Some claimed that this stance aligned Abu Hanifa with the school of Murjia, whose adherents believed that sins would not nullify one's faith, but Abu Hanifa soundly argued that it is not possible to guarantee anything in matters of faith:

"We cannot say that sins do not harm a believer at all. Similarly, we cannot say that a person who commits sins will not enter Hell. Neither can we say our good deeds are accepted and our evil deeds are forgiven... However, who commits good deeds in conformity with all of the conditions of validity...and dies as a believer without nullifying those deeds, then God does not let those deeds be in vain, but rewards them." We need to clarify at this point that by this definition Abu Hanifa did not refer to an argument as if religion was a matter of conscience only; religion for him is a comprehensive system of life that concerns all aspects of believers' existence.

While founding the most developed school of Islamic jurisprudence, Abu Hanifa defined religion with reference to its essence, pinpointing the difference between religion and other factors related to religion. His definition of religion as the faith of Divine oneness is very important in terms of maintaining social unity. Such a definition does not lessen the importance of religion's other requirements. Moreover, the political and social conditions of his time called for such a definition. For this reason, Abu Hanifa made a definition that referred to the essence of religion and aimed to maintain unity in society by counteracting the tendency to easily condemn those with different opinions.

This is valuable even today, as taking belief in Divine unity as the basis of religion allows followers of different monotheistic religions to meet on common grounds.

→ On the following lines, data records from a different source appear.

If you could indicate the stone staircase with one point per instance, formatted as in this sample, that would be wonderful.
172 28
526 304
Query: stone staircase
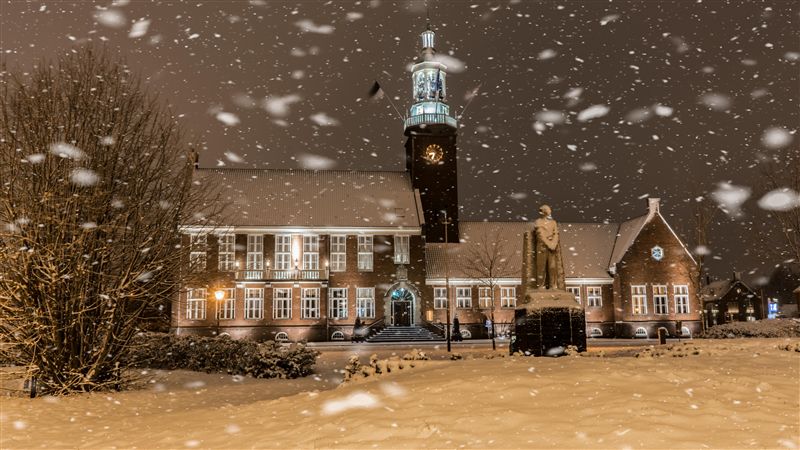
405 334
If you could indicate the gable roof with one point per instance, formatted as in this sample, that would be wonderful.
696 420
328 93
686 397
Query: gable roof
585 248
589 250
309 198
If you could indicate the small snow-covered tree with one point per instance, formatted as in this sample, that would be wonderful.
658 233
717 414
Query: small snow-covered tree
94 182
488 259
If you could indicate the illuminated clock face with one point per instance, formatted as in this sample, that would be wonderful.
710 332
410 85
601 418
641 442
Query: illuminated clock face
433 153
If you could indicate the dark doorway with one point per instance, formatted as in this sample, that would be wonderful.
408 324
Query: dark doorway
401 314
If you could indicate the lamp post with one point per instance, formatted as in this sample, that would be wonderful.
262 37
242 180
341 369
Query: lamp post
446 221
219 294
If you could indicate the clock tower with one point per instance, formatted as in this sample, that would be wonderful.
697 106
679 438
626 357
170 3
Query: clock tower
431 144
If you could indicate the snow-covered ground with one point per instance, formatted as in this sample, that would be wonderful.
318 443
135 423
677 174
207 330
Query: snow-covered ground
703 393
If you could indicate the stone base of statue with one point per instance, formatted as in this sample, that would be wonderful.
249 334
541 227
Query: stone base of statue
547 323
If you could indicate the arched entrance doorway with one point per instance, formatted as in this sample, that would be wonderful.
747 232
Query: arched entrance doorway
402 307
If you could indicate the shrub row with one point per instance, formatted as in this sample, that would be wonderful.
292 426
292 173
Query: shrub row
220 354
757 329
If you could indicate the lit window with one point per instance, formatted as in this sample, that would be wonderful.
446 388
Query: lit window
196 304
594 296
338 261
255 252
337 336
338 303
309 303
681 299
485 297
365 303
660 299
282 303
226 252
440 298
254 303
197 252
283 252
508 297
365 253
401 250
464 297
576 291
227 306
311 252
639 299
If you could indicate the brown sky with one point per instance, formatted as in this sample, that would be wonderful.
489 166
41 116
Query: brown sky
691 87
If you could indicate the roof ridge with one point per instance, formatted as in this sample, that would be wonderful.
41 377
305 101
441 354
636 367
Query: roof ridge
243 169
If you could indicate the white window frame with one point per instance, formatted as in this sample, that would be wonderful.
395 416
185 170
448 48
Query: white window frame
440 298
463 297
660 299
255 252
282 303
227 306
198 245
594 296
402 249
365 303
253 303
337 303
639 299
309 303
226 252
196 301
338 258
576 291
485 297
283 252
508 297
310 252
366 249
681 295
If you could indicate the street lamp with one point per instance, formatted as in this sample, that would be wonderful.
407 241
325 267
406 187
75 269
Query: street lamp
219 294
446 221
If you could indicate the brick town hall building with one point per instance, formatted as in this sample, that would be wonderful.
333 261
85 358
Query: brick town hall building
304 253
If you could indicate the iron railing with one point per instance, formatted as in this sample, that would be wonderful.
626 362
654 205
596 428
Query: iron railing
279 275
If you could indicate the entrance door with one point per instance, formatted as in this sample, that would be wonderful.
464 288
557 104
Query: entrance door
402 307
402 314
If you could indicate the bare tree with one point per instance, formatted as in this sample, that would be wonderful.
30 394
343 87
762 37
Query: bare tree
489 259
95 181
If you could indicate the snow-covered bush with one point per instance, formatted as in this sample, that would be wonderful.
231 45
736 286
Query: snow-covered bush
205 354
757 329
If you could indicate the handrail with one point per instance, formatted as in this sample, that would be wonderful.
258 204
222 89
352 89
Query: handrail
434 328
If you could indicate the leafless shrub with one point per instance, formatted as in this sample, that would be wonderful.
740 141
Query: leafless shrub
94 181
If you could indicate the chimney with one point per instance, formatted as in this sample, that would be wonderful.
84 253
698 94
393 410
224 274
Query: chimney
653 206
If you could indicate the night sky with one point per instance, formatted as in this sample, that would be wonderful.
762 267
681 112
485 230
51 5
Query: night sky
687 96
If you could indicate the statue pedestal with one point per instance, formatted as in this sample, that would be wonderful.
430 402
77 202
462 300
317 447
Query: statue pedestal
548 322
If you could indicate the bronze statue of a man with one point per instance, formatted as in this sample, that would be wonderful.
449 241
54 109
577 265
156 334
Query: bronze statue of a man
543 253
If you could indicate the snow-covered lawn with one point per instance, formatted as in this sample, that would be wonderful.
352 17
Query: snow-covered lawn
731 394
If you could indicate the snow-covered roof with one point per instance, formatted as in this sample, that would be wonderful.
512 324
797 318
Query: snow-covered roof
586 248
313 198
717 289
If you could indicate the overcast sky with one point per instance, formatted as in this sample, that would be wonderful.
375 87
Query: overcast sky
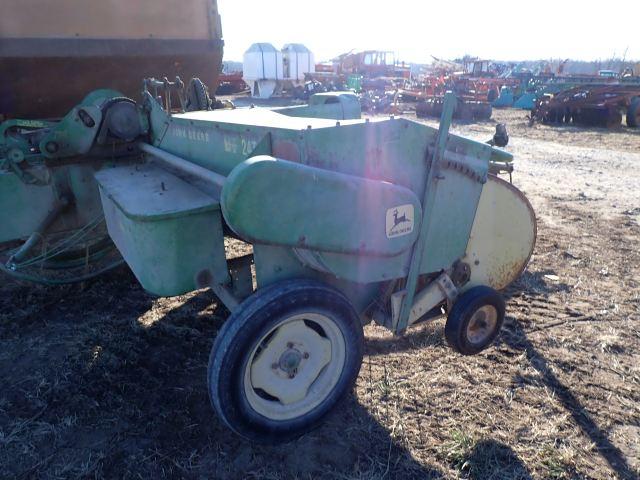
500 30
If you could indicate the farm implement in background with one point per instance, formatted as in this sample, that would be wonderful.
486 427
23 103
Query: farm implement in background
590 105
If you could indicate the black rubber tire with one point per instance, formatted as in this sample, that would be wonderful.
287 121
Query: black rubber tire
455 329
253 319
633 113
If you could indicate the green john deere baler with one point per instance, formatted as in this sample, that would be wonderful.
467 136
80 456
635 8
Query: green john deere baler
350 220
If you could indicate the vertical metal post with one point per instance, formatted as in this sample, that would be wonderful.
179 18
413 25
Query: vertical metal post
431 187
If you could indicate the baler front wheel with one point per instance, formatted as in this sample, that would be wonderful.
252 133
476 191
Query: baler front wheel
284 359
475 320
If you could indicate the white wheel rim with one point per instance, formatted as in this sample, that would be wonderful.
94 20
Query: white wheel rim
482 324
293 368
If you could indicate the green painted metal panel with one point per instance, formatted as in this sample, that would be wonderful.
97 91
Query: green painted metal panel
318 209
275 263
22 206
176 244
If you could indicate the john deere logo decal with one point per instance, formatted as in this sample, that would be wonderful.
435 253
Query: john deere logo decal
399 221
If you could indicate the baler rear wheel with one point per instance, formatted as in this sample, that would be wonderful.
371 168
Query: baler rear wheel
284 359
475 320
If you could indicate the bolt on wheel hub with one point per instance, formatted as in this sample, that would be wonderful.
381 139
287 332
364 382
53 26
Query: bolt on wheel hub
294 366
482 324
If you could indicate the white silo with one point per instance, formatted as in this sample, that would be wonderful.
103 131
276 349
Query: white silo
262 69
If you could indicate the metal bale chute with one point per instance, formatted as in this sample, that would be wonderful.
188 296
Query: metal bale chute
350 220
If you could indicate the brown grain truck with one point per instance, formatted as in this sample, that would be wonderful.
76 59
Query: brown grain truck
52 53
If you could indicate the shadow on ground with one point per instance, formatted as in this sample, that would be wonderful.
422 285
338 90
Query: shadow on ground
99 383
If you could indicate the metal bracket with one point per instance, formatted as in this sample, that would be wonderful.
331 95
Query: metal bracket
431 187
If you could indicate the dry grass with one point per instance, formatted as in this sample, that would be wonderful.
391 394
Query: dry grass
104 381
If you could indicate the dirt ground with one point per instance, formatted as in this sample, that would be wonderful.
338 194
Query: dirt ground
106 381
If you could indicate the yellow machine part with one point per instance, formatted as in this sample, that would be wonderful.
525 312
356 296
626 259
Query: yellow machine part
502 237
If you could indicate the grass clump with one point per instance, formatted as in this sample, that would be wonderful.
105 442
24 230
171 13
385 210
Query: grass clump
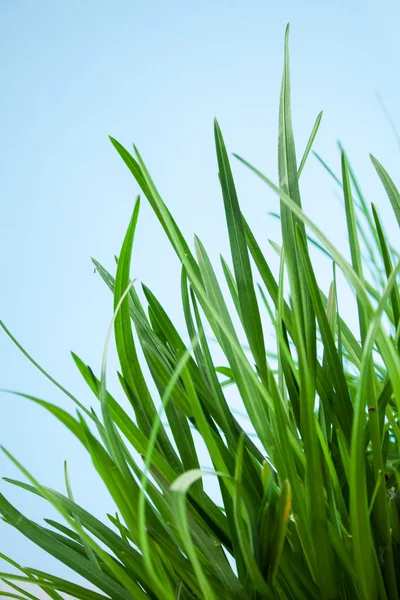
309 502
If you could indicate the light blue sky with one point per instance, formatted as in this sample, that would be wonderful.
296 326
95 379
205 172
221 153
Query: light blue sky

In the Qur'an, God Almighty addresses Muslims in the person of the Prophet and demands them to call People of the Book to a common word between them: "O People of the Book, come to a word common between us and you, that we worship none but God, and associate none as partner with Him, and that none of us take others for Lords, apart from God" (Al Imran 3: 64).


When Abu Hanifa's world of thought and understanding of life are studied, it's clear that his viewpoint valued differences and did not permit persecution. This perspective still bears significance in terms of peaceful coexistence in today's societies. Such a magnanimous attitude can help to combat radical attitudes and inclinations for violence.